In the weeks before his bank collapsed last year, exacerbating the largest banking crisis in a generation, First Republic’s chief executive, James Herbert, was busy selling millions of dollars’ worth of his shares in the company.
The sales, which netted the executive and his family nearly $7 million over the six months that preceded First Republic’s demise, were waved through by Mr. Herbert’s personal bankers at Morgan Stanley without their passing any judgment on whether he was trading on insider information, according to a settlement with Massachusetts securities regulators released on Friday.
The trades helped Mr. Herbert avoid a “complete loss,” the settlement said, when First Republic was deemed insolvent and seized by regulators in May 2023.
As is customary in such cases, Morgan Stanley did not admit or deny wrongdoing, though it will pay $2 million in fines to the State of Massachusetts, where regulators have been active policing financial services firms. The settlement did not name Mr. Herbert but described the seller of the shares as a “former chief executive and insider” of First Republic. A spokesman for Mr. Herbert declined to comment.
A spokeswoman for Morgan Stanley said the bank was “pleased” to have resolved the matter. Most of First Republic has since been absorbed by JPMorgan Chase.
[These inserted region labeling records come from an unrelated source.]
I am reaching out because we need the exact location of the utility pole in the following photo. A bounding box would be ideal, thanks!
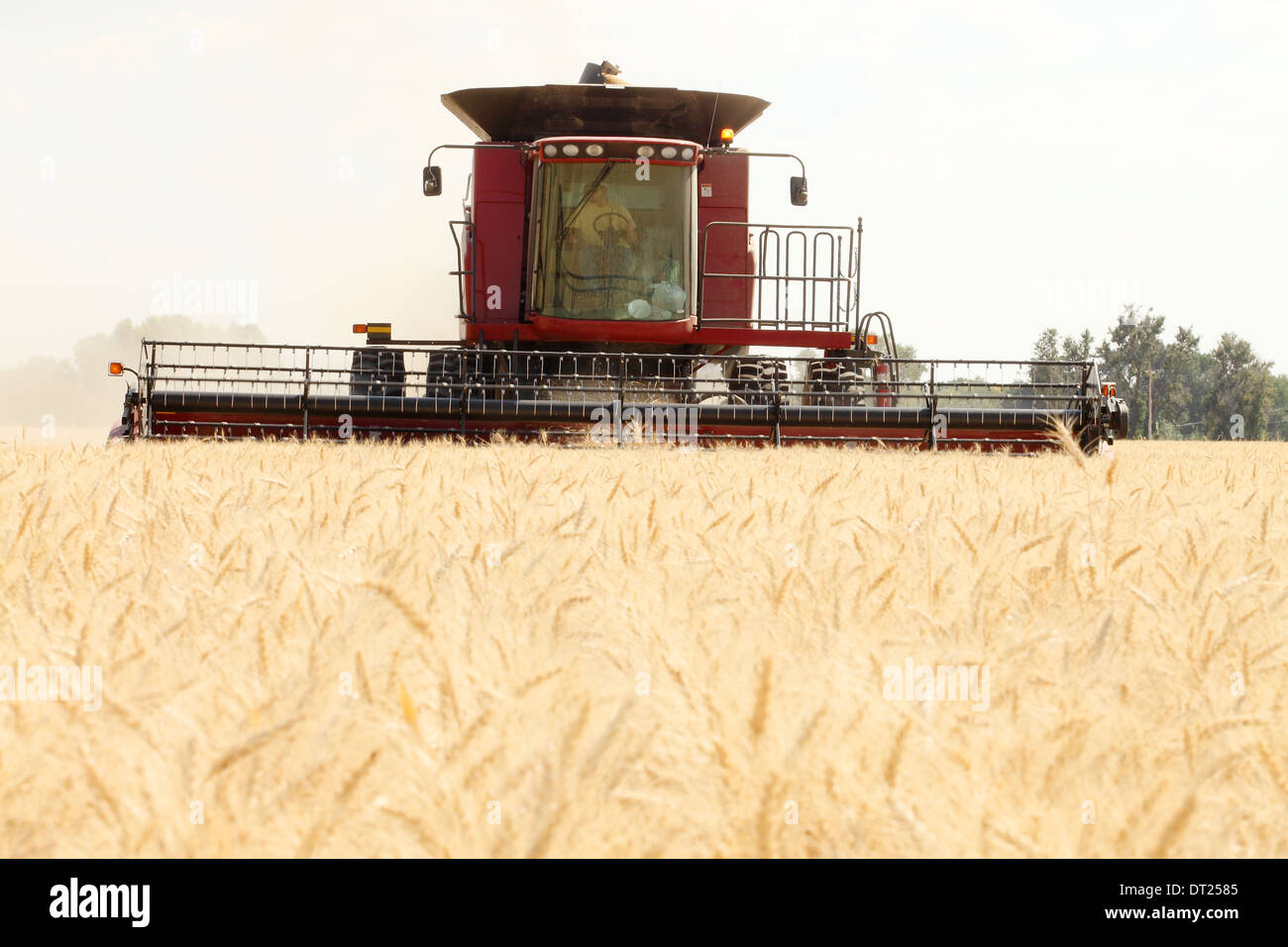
[1145,368,1154,441]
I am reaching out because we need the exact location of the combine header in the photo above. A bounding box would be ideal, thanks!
[112,63,1126,453]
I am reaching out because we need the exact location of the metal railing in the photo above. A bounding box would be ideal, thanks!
[698,220,857,331]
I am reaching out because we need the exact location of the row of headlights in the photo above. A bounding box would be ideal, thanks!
[544,143,693,161]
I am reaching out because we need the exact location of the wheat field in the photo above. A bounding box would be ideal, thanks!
[0,441,1288,857]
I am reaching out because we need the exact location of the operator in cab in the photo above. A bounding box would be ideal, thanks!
[570,184,639,246]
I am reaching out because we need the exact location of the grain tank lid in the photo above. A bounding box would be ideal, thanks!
[443,85,769,145]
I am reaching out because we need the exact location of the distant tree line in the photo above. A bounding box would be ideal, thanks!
[0,316,265,432]
[1031,305,1288,441]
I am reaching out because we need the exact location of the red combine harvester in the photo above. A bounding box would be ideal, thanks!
[112,63,1126,453]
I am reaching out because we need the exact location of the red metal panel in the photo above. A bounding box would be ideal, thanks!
[698,154,755,321]
[467,150,532,323]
The unraveling of First Republic shocked many because Mr. Herbert, who founded the bank in 1985, had built it into one of the more admired lenders in the industry by catering to wealthy savers and start-up companies.
His actions have since come under scrutiny. As the bank’s customers were pulling out their funds, the CNBC host Jim Cramer reported that Mr. Herbert had assured him that the bank was doing “business as usual,” and that there were “not any sizable number of people wanting their money” back.
Morgan Stanley’s actions had mostly evaded attention, but the settlement this week shows that the bank’s employees did not take even basic steps to ensure that Mr. Herbert’s trading was permissible. In one instance, a Morgan Stanley “monitoring officer” mistakenly concluded that there was no connection between First Republic and Mr. Herbert.
“As a compliance supervisor later testified, a straightforward internet search would have revealed the connection,” the settlement said.